Boris, the newest member, is their second drummer in less than a year (Vince Ely of the Psychedelic Furs finished off their last American tour with them when that drummer left halfway) and a one-time member of the Thompson Twins. Was he a Cure fan before he joined, I asked him? "Not particularly, no. I like some of the stuff the Cure have done, but I've never bought their albums. Then, I don't really buy records anyway." Sort of how I used to feel about the Thompson Twins before the atrocious "Doctor Dream." Anyway, how come he left the TTs for this? "It sort of happened by coincidence. I happened to be in the same country as they were when they were looking for a drummer - America."

"That," beams Laurence, "was when we enticed him away from the Thompson Twins." Did it take much enticing?

Boris: "No! At last I was in a group where I could drink!"

Go on?

"I wasn't allowed to drink in the Thompson Twins because it's forbidden to drink or anything." Anything? "It was fairly puritanical. The idea of a party with the Thompson Twins was a cup of coffee and a cheese sandwich." So what's the Cure's idea of a party? "Falling over every day!" Boris laughs as, Laurence laughs with him. But the Cure are meant to lie around thinking dreamy, poetic thoughts, no?

"No. That's always the way, isn't it? The way you're represented is not necessarily what you are. For a long time," says Laurence, "a lot of people thought we were serious and super-intense. But we don't take ourselves that seriously. We take what we do seriously, but not ourselves." True, Robert Smith did once say that whenever he left his band to get on with rehearsals, they'd sneak out down the pub; true, Robert Smith did also once say, "Bananarama are the first people I've met who've managed to keep up with us drinking," and their fish-like qualities in this department are legendary...

"We do like to laugh with each other a lot of the time," Laurence's voice is coming in one ear. Peculiar thing; they've never been called "humorous" or "funny" - "hilarious" perhaps, plus eccentric, mad, miserable and screwed-up. Will the real Cure please stand up?

"I think a lot of people have great difficulty knowing what to say about us, because we change so often in the way that we present ourselves and the way we make our music," says Laurence. "So all those adjectives you said get used willy-willy. Some of them apply, some of them don't. The media try and make a band one-dimensional, and we're not like that.
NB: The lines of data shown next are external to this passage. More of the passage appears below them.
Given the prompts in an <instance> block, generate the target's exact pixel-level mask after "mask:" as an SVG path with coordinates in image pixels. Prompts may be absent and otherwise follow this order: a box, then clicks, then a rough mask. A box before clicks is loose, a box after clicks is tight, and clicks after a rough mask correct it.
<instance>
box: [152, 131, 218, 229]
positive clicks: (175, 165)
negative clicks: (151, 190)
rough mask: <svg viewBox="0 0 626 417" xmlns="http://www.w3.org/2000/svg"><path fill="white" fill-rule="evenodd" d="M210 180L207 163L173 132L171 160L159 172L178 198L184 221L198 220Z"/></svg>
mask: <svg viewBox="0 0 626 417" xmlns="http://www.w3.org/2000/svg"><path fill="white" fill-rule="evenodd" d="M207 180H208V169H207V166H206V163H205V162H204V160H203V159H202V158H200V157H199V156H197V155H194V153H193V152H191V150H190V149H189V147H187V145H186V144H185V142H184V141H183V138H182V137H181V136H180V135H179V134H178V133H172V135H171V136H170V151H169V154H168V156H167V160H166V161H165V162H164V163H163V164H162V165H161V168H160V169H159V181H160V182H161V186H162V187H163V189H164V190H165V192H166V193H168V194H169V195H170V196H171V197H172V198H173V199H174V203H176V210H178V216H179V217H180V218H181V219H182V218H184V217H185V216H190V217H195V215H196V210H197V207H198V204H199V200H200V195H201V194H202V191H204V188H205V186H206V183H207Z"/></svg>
OK, 80 percent of bands are that way," but not them. "The Cure is an extension of our life." As Robert said recently, "If I wasn't in a band, I'd start the Cure up now because I still detest the people in the Top Ten as much as I did when we started."

"Yes," Laurence nods, And what about the Cure's many changes? "It's the most natural thing in the world," says he. "I can't think of anything more boring than playing the same songs to the same set of people for 10 years. We do different songs, we change the way that we are, so that we can get different people come and see us. Now our audience is really varied. We've got 13-year-old girls in the front, screaming -"

"Screaming in horror," interjects Simon, speaking for the first and only time; good hairdo though - dead black Persian cats jogging with no sense of direction.

"Yes," goes on Laurence. "And then a serious student crowd ever to the left, and then maybe some punks or something to the right, and then at the back you've got the old hippies and maybe a mom or dad. That makes things interesting, because we get a lot of different reactions to the way we are. We've probably got a low tolerance threshold; we get bored very easily. So we try to make things a bit dangerous all the time, a little bit anarchistic. A lot of bands at our level have got things planned out for the next five years, and that seems to us a negative attitude. We prefer not to know what's going to happen. We tend to do things on the spur of the moment, because we enjoy doing it that way."